Discussion in 'Fine Living, Home, Design & Auto' started by Bert1568, Jul 18, 2006.
the fact that it was parked actually had no impact on hearing its engine note.
You pedantic asshole :tounge:
It wasn't running.
I walk down a fairly busy crosstown street on my way to and from work. I see more ferrari 458's and f430's driving down my street than Porsche 911, high end performance MB's, or Aston's combined.
oh I figured it wasn't running, I was making reference to the fact that my "oh shit, look at the R8" experieces have all ended with "wow, that's quiet. bummer." I'm assuming they're loud at full throttle, but I wouldn't know.
I thought most people prefer the sound of v8s to v10s but in this thread, seems to be the reverse. I haven't heard that many v10s (primarily vipers and M5s/6s) but have never thought the sound to be as pleasing as v8s, v12s or any 6 cylinder. I think the sound produced by the firing order of 5 cylinders (whether in pairs in a v10 or just an i5) is dischordant compared to an even cylinder bank.
I love both, equally.
It's just that V8s are much more ubiquitous, especially in Texas, so they don't sound as special to me anymore, especially the large displacement V8s with their low-frequency pitch / rumble. I love the exhaust note of the E92 M3, for example, because it's more of a low-displacement, high-revving engine (the C63 exhaust note, for example, is kind of bland to me).

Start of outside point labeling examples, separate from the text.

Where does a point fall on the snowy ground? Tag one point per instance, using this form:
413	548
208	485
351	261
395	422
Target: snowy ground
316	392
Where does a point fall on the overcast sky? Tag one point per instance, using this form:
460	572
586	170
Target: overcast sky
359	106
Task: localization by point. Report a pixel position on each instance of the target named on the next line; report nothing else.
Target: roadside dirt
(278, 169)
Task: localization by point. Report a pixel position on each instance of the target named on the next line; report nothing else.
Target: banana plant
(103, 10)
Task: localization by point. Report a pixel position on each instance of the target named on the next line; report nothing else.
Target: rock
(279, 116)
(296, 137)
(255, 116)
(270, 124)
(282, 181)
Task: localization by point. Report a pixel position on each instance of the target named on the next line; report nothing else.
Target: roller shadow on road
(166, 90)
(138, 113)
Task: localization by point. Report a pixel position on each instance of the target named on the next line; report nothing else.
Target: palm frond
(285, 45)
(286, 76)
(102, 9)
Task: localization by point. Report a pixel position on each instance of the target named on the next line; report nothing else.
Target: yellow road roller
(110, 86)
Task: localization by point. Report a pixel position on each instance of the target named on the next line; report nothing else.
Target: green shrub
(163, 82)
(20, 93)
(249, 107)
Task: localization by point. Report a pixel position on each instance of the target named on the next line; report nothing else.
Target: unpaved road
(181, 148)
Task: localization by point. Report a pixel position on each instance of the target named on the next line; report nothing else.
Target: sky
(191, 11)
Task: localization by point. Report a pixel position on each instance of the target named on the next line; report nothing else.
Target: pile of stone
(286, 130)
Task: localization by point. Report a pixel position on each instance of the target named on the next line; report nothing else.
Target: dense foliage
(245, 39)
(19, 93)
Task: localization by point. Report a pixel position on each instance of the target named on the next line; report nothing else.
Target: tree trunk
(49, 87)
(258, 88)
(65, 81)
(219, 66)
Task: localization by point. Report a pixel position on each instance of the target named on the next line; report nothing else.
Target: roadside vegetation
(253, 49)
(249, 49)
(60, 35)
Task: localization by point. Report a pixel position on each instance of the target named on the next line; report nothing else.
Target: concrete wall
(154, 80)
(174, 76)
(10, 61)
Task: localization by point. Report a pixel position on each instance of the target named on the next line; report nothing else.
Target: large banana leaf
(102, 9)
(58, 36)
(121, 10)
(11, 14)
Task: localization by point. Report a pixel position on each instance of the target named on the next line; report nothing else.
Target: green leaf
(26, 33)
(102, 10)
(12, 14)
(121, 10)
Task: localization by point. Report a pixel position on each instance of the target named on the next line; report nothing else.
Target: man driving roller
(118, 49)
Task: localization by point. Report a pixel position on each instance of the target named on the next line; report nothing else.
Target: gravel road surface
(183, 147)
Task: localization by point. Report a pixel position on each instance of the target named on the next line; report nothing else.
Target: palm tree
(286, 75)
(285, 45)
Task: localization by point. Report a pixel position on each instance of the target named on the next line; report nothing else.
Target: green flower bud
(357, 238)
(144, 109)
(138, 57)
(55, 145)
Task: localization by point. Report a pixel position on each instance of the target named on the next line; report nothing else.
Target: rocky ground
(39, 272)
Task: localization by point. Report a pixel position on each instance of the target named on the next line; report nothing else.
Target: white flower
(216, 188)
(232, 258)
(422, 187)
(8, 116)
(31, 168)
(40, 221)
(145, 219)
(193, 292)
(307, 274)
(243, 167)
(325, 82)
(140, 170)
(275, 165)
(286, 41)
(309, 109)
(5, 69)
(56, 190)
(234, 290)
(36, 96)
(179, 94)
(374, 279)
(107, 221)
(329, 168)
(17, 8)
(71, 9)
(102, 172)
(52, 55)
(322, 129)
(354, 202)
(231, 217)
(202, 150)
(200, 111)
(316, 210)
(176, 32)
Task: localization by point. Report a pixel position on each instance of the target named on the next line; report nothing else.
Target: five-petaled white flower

V10s and 12s just sound more striking because the frequency of the exhaust note is higher and when you hear a V8 and V10 car going WOT at the same time, the V10 tends to drown out the V8, even if the V8 has a higher decibel reading.
This is all based on my subjective experience, and not science, FYI .
The stock exhaust notes of the R8s are just pitifully weak.
Other than the turbo 4, all the Audi's exhaust are biased towards a very bass-baritone note and not a lot of roar. The V8 and V10 at full throttle are glorious sounds- just not F1 ear-splittingly high-pitched like,say Ferarri or Lambo...
You have clear never heard an Audi 5 cylinder turbo.
I've never been in an Audi R8 V8, but that interior sound of the exhaust from the first half of the clip sounds pretty loud compared to what one hears from the outside.
Color me confused.
It will depend what sort of ownership period you're considering. Some new cars will sell for large amounts over MSRP for the first 6 months to a year... If you bought a 2013 Range Rover Full Size last year, you could have immediately sold it for $30,000 over MSRP. That's roughly 25%, potentially sold in a week (or less)... Annualized, that's 1300%!
But, I think you're asking over a longer period... In that case, my picks are -
New - Ferrari LaFerrari, or Pagani Huayra... Will likely settle into a market price of 50-80% above MSRP.
<5 years old - Porsche 997 GT3RS 4.0... Won't likely appreciate much from current prices (~15% abover MSRP), but not likely to depreciate much either - I can't think of too many other cars that will do that... Though again, probably a Zonda, but they come to market so rarely, it's hard to know what's really happening.
the LaFerrari is probably the most likely to appreciate in value, given the rarity, low numbers and place in history. I give it the edge over the 918 or P1 because Ferrari's secondary sales market is astounding. as long as you never drive the thing.
if you got a 2009 GTR, GT3 RS4.0, or 1M at msrp, you've already made money. but get out now because it's not getting any better.
it's notoriously hard to predict what cars will appreciate in value - even the Veyron depreciates
If you want to make a buck in the car market, you have to buy cars as they bottoms out, preserve the car to a large degree and maintain it/protect things like the interior and paint.
To me, '08 is too early. There are many cars from the '90's that are worthless that will appreciate. Its not exactly worthless, but the E500 is a perfect example of an amazing car you can get for under $20k and will go up no question. The Merc SL is another example.
There are others, but if you want a car to drive and let it become classic then ya, you've got to go more late model.
American muscle cars from the 70's are great options to buy low and appreciate. The 60's cars are booming in value... there's stuff to be had in the low 1000's that will escalate rapidly in the next decade.
Like what? I'm not challenging you, I honestly want to know your thoughts.
I always wanted to have a classic in the stable and envy the guys around here who've restored their 65 mustang or split window Corvette, but then I remember that I really don't know how to restore cars
Think the Boss 302 including Laguna Seca will appreciate in value over time? MSRP for the Boss 302 is $42,200 and 302 Laguna Seca was just under $50,000.
2012 - Total: 4,016 (3,249 standard, 767 Laguna Seca)
2013 - Total: 4,273 (3,526 standard, 747 Leguna Seca)
Confirmed no 2014 model, only 2 year run. Either way both were a steal at their MSRP.